What is interesting is even with Ether’s positive price action which is backed by strong usage metrics, bearish put (sell) options dominate Friday’s ETH $700 million expiry.
At first sight, the $415 million put (sell) options dominate the weekly expiry by 31% compared to the $285 million calls (buy) instruments. The 0.69 call-to-put ratio is deceptive because the recent rally will likely wipe out most bearish bets.
For example, if Ether’s price remains above $4,700 at 8:00 am UTC on Nov. 12, only $10 million worth of those put (sell) options will be available at the expiry. There is no value in a right to sell Ether at $4,700 if it’s trading above that price.
Bears could still tip the scale below $4,600
Below are the four most likely scenarios that consider the current price levels. In addition, the data shows how many contracts will be available on Oct. 20 for both bulls (call) and bear (put) instruments.
The imbalance favoring each side represents the theoretical profit:
Between $4,500 and $4,600: 7,500 calls vs. 13,600 puts. The net result favors bear (put) options by $25 million.Between $4,600 and $4,700: 12,700 calls vs. 7,300 puts. The net result is $25 million favoring the call (bull) instruments.Between $4,700 and $4,800: 17,300 calls vs. 2,100 puts. The net result is $75 million favoring the call (bull) instruments.Above $4,800: 24,300 calls vs. 100 puts. The net result is complete dominance, with bulls profiting $115 million.This raw estimate considers the call options being used in bullish bets and put options exclusively in neutral-to-bearish trades. Unfortunately, this oversimplification disregards more complex investment strategies.
For instance, a trader could have sold a call option, effectively gaining a negative exposure to Ether (ETH) below a specific price. However, there’s no easy way to estimate this effect.
Ether price may pullback, but $5K remains the target
If Ether’s price holds above $4,800 on Friday, bulls will net a significant $115 million. In that sense, for ETH bears, taking a $25 million loss should be considered a victory.
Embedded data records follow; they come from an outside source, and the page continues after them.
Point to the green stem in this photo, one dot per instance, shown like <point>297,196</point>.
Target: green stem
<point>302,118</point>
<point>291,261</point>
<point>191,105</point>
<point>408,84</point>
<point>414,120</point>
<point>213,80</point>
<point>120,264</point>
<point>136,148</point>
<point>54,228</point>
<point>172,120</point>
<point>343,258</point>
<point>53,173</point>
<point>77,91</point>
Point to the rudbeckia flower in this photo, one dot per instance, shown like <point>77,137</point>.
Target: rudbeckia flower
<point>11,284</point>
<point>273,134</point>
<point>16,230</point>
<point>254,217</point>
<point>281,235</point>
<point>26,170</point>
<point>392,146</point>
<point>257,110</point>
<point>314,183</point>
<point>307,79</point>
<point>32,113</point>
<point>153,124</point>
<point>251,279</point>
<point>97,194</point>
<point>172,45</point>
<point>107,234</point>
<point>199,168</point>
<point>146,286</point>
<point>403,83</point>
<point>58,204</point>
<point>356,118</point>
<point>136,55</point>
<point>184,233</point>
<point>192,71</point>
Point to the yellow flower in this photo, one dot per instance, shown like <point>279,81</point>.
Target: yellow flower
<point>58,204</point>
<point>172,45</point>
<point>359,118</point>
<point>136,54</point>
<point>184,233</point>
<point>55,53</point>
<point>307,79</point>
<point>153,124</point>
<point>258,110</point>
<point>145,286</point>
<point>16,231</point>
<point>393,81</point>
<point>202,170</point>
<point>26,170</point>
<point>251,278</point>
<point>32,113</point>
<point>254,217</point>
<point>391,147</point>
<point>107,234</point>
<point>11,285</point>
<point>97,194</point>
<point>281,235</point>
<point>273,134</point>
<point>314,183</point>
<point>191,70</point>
There’s still a chance that bears avoid losses on Friday’s expiry by pressuring Ether’s price below $4,600 on Nov. 12, down a mere 3% from the current $4,750. Would that be enough to reject the ascending channel initiated three weeks ago? Not really, because there’s room for $4,500 without breaking the support level.
The views and opinions expressed here are solely those of the author and do not necessarily reflect the views of Cointelegraph. Every investment and trading move involves risk. You should conduct your own research when making a decision.